The parallel was there, uninvited but undeniable. Another woman who might not stay. Another person Lila could get attached to, only to watch leave.
But he pushed the thought away almost as quickly as it came. That wasn’t fair—not to Jade, and not to himself. He wasn’t going to make assumptions based on someone else’s choices. Jade had come back to save her family’s bakery, not to run away from responsibility. She was fighting for something, not abandoning it.
“Uncle Leo?” Lila’s voice brought him back to the present. “You’ve got that look again.”
“What look?”
“The worried one. The one you get when you’re thinking too hard about grown-up stuff.” She stepped closer, her expression serious. “Jade’s not going anywhere, is she? She just got here.”
He knelt down to her level, meeting her eyes. “I don’t know what’s going to happen, Li. But I’m not going to spend all my time worrying about it anymore.” The words felt strange in his mouth, but true. “Sometimes you have to take chances on good things.”

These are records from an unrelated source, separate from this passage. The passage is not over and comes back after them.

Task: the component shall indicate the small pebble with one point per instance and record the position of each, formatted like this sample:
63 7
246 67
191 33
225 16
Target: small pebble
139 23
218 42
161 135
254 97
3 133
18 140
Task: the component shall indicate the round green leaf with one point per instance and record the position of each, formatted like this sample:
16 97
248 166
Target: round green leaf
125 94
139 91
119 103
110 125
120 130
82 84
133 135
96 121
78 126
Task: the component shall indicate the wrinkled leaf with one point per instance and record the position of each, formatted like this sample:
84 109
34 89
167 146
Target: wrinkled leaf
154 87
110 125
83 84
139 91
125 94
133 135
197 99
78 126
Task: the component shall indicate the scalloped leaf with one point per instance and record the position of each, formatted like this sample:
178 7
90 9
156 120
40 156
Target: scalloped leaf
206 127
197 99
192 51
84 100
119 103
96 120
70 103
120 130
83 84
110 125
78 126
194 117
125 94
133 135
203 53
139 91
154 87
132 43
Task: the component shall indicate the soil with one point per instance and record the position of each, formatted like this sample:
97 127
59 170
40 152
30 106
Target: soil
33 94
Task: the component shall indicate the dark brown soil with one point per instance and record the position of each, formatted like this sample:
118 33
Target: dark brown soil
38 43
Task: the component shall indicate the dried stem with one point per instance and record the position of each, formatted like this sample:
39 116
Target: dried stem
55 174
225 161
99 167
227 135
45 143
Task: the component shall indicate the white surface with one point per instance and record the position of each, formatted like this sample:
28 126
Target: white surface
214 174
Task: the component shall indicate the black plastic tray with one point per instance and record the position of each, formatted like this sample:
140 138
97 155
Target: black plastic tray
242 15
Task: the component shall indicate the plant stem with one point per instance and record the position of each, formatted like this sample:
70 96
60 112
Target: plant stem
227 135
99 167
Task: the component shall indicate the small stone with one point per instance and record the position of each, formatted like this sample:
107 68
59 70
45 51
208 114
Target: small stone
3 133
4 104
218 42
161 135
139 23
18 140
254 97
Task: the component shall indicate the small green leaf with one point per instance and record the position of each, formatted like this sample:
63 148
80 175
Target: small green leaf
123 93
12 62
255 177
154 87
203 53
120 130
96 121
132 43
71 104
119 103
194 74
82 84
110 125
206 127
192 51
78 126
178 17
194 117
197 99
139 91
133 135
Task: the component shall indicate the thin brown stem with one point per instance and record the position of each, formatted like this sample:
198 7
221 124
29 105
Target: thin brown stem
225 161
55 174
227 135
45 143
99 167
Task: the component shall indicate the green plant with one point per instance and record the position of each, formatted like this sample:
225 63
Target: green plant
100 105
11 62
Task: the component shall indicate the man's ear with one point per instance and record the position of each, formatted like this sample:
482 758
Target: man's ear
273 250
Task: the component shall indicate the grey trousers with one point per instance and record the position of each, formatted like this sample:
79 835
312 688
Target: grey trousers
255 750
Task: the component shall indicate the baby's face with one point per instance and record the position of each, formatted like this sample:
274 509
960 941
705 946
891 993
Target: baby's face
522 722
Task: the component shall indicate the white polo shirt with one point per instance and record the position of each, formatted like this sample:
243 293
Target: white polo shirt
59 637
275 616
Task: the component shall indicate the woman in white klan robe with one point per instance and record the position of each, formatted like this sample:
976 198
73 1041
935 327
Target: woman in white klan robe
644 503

She studied his face for a long moment, then nodded approvingly. “That sounds like better grown-up logic.”
“I’m working on it,” he said, and meant it.
She grinned and skipped off toward Vixen’s stall. “I’m going to give Vixen some of my candy cane. She deserves a treat for being such a good matchmaker.”
Leo watched her go, a warmth spreading through his chest that had nothing to do with the morning’s work. For the first time in years, the future felt like something to anticipate rather than endure.
He wasn’t naive. There were no guarantees. Jade might decide small-town life wasn’t for her after all. The bakery might fail. A dozen things could go wrong.
But something had changed last night in that sleigh. Something real and worth the risk. And he was tired of letting fear make his decisions for him.